Ze szpadlami na rowerach po sadzonki
Policjanci z posterunku w Prażmowie zatrzymali dwóch braci, którzy wspólnie, rodzinnie kradli sadzonki borówek amerykańskich na jednej z plantacji. Tomasz i Krzysztof C. wpadli na gorącym uczynku, kiedy jeden wykopywał sadzonki, a drugi chował je w lesie. Policjanci zabezpieczyli szpadle i rowery, którymi przyjechali złodzieje. Teraz staną przed sądem i poniosą odpowiedzialność za popełnione przestępstwo. Może im grozić do 5 lat.
Wczoraj o 13.00 do funkcjonariuszy z posterunku w Prażmowie dotarła informacja o dwóch podejrzanie zachowujących się mężczyznach. Dzwoniący mieszkaniec poinformował oficera dyżurnego, że dwaj nieznani mężczyźni wyposażeni w szpadle jechali rowerami w kierunku pobliskiej plantacji borówek amerykańskich. Policjanci natychmiast zajęli się zgłoszoną sprawą.
Kiedy tylko dojechali we wskazane miejsce od razu dostrzegli dwóch mężczyzn.
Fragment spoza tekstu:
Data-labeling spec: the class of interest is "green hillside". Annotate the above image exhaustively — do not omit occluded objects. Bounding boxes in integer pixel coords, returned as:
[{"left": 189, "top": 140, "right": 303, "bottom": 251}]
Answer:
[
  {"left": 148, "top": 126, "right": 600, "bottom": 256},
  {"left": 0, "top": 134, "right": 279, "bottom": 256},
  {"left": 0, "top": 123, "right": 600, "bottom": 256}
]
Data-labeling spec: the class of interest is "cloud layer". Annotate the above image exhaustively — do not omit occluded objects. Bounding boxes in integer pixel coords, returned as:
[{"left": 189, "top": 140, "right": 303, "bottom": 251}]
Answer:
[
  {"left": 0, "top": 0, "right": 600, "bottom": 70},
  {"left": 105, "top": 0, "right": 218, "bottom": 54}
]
Jeden z nich na terenie plantacji wykopywał szpadlem sadzonki i przerzucał je przez ogrodzenie, a drugi zbierał krzaczki i układał w sąsiadującym z działką lesie. Mężczyźnie tak byli zajęci kradzieżą, że w pierwszej chwili nawet nie zauważyli podjeżdżającego radiowozu.
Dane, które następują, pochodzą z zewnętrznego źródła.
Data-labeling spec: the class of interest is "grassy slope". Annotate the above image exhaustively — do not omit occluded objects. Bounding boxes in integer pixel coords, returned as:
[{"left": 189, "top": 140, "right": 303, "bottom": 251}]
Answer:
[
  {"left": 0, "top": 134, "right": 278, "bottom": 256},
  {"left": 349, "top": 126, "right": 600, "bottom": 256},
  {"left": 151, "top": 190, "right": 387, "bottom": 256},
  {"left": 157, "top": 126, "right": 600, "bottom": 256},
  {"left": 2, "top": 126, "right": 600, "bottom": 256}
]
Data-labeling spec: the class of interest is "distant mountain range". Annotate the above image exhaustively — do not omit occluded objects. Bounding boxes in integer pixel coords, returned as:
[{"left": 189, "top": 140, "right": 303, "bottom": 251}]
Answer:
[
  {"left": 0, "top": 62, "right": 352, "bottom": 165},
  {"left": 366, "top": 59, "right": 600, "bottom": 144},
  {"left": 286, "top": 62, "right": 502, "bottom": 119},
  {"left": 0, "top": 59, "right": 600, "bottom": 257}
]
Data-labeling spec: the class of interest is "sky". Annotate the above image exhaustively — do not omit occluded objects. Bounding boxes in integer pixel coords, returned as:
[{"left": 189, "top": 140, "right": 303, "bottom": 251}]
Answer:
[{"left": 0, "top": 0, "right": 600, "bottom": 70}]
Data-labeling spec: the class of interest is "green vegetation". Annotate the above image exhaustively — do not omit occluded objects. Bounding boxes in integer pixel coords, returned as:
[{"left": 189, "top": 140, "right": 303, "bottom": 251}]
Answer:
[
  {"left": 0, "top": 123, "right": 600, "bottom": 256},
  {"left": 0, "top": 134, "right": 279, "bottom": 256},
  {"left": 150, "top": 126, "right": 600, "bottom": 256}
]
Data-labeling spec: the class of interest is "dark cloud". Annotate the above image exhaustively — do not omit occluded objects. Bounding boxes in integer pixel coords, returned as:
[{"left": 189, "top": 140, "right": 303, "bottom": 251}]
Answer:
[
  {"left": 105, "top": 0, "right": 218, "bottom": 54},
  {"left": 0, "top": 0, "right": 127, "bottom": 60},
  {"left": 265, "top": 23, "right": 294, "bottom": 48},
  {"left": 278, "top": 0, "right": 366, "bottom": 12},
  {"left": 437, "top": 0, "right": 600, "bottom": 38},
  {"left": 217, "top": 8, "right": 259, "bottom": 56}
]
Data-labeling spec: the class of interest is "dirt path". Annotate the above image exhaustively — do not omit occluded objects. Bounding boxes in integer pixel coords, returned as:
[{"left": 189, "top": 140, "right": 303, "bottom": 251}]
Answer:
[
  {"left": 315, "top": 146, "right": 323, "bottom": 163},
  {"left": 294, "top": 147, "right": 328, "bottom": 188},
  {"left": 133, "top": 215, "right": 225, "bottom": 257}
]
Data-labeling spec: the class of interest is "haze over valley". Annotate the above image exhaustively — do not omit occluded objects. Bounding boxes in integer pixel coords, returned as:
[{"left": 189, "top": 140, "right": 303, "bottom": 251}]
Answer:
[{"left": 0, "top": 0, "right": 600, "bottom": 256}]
Na widok policjantów bracia odrzucili swój łup na ziemię. W sumie mężczyźni ukradli 21 sadzonek borówki amerykańskiej. Powiadomiony o całym zdarzeniu właściciel wycenił straty na kwotę 840 zł. Policjanci zatrzymali obydwu mężczyzn. Po przewiezieniu na posterunek okazało się, że jeden z braci był nietrzeźwy, miał 1,4 promila alkoholu w organizmie oraz miał przy sobie narkotyki. Przeprowadzone badanie wykazało, że jest to heroina.
Prawdopodobnie jeszcze dziś bracia usłyszą zarzut dokonania wspólnie i w porozumieniu kradzieży, a jeden z nich dodatkowy za posiadanie narkotyków. O ich dalszym losie zdecyduje sąd.